Though I should have been the perfect age for Maurice Sendak's Where the Wild Things Are to be a meaningful book for me (I was 7 when it was first published in 1963), I didn't read it until I was out of college and working in retail bookselling in the early 80's. I like Sendak's books, though my favorite is In the Night Kitchen, a dream story which reminds me of the old Little Nemo comic strips, and I would definitely have loved that book when I was 7.
My partner Don loves Sendak, and particularly Where the Wild Things Are; one of our favorite touristy side trips occurred in New York City a few years ago when we saw a major Sendak exhibition at the Jewish Museum. However, Don is boycotting the Wild Things movie, afraid that Spike Jonze will have made a mess out of a beloved book.

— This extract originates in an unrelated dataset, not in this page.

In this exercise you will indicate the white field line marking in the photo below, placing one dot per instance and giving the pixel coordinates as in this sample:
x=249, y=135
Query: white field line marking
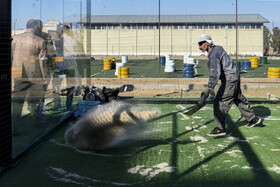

I don't blame him; the current track record of turning short, thinly plotted children's classics into full-length movies is dismal--the recent Suess movies were roundly panned, and The Polar Express is one of the worst Christmas movies I've ever seen--and I sat through the first 20 minutes of the atrocious TV remake of Christmas in Connecticut, directed by Arnold Schwarzenegger. However, I am interested in seeing Wild Things because the reviews have been mostly positive, and even the negative ones make it sound interesting. I may wait for the DVD.
But the other day, I wore my Wild Things t-shirt to work (see above). It was a gift from Don from early in our relationship, or at least I remember it that way: he'd gone off to a conference (I'm gonna say the American Folklore Society, and I'm gonna say it was down south somewhere), and it was one of the first times he was gone for more than a couple of days since we'd moved in together. He came back with this gift, a heavy green t-shirt with Max (the main character of the book) embroidered on it. It was definitely a bootleg item since, at the time, Sendak didn't sanction the selling of any products with his artwork on them. I'm no longer 100% certain of all the above circumstances, but since I remember it that way, it is so. It was an extra-special gift, and one which still fits me to this day.